New road should be named after war hero

Having suggested that the new link road be named after one of Churchill’s ‘few’ who gave his life almost exactly at the eastern end of the road I was disheartened to discover that the rather anodyne Combe Valley Way has been chosen instead, thus ignoring the supreme sacrifice made by 23-year-old Pilot Officer Alfred Eric Davies.

Pilot Officer Davies was killed under horrific circumstances when, hugely outnumbered, he engaged a large formation of enemy aircraft approaching Bexhill and Hastings on October 30, 1940. With one wing literally shot from his Spitfire the crippled aircraft went into a vicious spin and the young pilot was trapped in the cockpit by horrendous centrifugal forces.

We cannot know how long he took to die, but this young man had faced the enemy in order to protect the people of the towns below him. He knew the fearful odds only too well, but nevertheless he went undaunted into combat to protect the homesteads over which he flew.

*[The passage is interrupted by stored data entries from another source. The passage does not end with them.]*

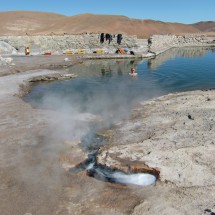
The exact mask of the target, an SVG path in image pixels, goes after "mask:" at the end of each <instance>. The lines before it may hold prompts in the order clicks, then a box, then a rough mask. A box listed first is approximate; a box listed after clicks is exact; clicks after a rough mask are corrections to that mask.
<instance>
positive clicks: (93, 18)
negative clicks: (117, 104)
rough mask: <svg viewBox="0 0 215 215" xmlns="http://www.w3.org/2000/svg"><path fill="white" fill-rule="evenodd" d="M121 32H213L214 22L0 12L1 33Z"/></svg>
mask: <svg viewBox="0 0 215 215" xmlns="http://www.w3.org/2000/svg"><path fill="white" fill-rule="evenodd" d="M86 32H89V33H102V32H104V33H114V34H116V33H122V34H128V35H137V36H138V37H148V36H149V35H152V34H186V33H189V34H193V33H207V32H210V33H215V22H214V21H208V22H198V23H194V24H189V25H188V24H182V23H171V22H161V21H155V20H141V19H131V18H128V17H126V16H120V15H94V14H81V15H75V16H64V15H60V14H55V13H48V12H33V11H13V12H12V11H11V12H0V35H25V34H26V33H28V34H30V35H47V34H80V33H86Z"/></svg>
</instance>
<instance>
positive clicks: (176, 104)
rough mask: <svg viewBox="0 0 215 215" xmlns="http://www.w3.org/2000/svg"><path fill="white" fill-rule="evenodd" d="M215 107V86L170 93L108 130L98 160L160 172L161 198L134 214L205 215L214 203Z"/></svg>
mask: <svg viewBox="0 0 215 215" xmlns="http://www.w3.org/2000/svg"><path fill="white" fill-rule="evenodd" d="M214 105H215V95H214V91H213V90H208V91H193V92H186V93H179V94H170V95H167V96H163V97H160V98H158V99H155V100H152V101H148V102H144V103H142V104H141V105H140V106H139V107H137V108H136V109H135V110H133V113H132V117H131V119H130V120H128V121H125V122H122V123H119V124H117V125H115V126H114V128H113V129H112V130H109V131H108V132H109V135H110V142H109V144H107V146H106V149H103V150H101V153H100V155H99V156H98V160H99V162H101V163H103V164H105V165H108V166H115V165H118V166H120V165H121V166H123V165H125V162H124V161H126V163H127V164H132V163H133V162H135V161H139V162H140V163H141V162H142V163H143V164H146V165H148V166H150V167H154V168H157V169H159V170H160V183H158V184H157V185H156V187H155V188H154V189H155V190H156V191H155V192H156V193H157V194H159V198H157V199H156V200H155V199H154V200H153V201H150V202H148V203H146V202H144V203H142V204H140V205H139V206H137V207H136V208H135V210H134V213H133V214H141V213H143V212H146V211H147V213H146V214H155V213H156V212H157V211H159V213H160V214H173V213H174V214H203V213H204V209H203V208H204V207H207V205H209V204H212V199H214V197H215V192H214V186H215V180H214V170H215V166H214V153H215V144H214V129H215V128H214V126H215V124H214V115H215V109H214ZM152 198H155V196H153V197H152ZM191 208H193V209H191Z"/></svg>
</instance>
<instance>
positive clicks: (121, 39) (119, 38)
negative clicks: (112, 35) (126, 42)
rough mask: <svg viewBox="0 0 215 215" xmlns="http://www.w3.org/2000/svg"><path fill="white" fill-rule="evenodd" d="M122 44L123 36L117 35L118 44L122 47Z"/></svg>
mask: <svg viewBox="0 0 215 215" xmlns="http://www.w3.org/2000/svg"><path fill="white" fill-rule="evenodd" d="M121 42H122V34H118V35H117V43H118V44H119V45H120V44H121Z"/></svg>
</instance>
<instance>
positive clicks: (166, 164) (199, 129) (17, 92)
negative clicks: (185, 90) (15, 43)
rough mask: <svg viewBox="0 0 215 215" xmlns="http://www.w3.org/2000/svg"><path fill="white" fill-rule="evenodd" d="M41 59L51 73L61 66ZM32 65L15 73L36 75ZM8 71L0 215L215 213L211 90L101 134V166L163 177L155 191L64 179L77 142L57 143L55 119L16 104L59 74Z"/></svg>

When I proposed the naming of the road after Pilot Officer Davies the suggestion received extremely widespread and enthusiastic support, including very recently by at least 90 per cent of the Rother district councillors (of all parties) who responded.

Further, the Bexhill Town Forum meeting supported the suggestion unanimously. There was clearly a groundswell of opinion that this forgotten local hero should be remembered and it seemed especially appropriate to do so given that the road is due to open as the country prepares to commemorate the 75th anniversary of the Battle of Britain.

However, and to its credit, Rother District Council organised an online vote which allowed anyone to vote for their preferred name. One of those was Pilot Davies Way. Ultimately, the local authority has announced that the overwhelming winner was Coombe Valley Way and that has now been chosen - albeit that Combe means ‘valley’ and thus, in effect, we have Valley Valley Way!

It would appear that this choice has been made by democratic process, and in a democracy that young pilot officer gave his young life to protect. However, that is not to say that the decision is the right one and it certainly seems to be the case that remembrance of Pilot Officer Davies has been casually cast aside.

In doing so, a wholly anodyne, bland and unimaginative name has been selected for a road. Suggestions, now, that some grubby side street on an industrial estate be named after him as an afterthought is somehow rather insulting. Pilot Officer Davies has been let down by the very people he gave his young life to protect.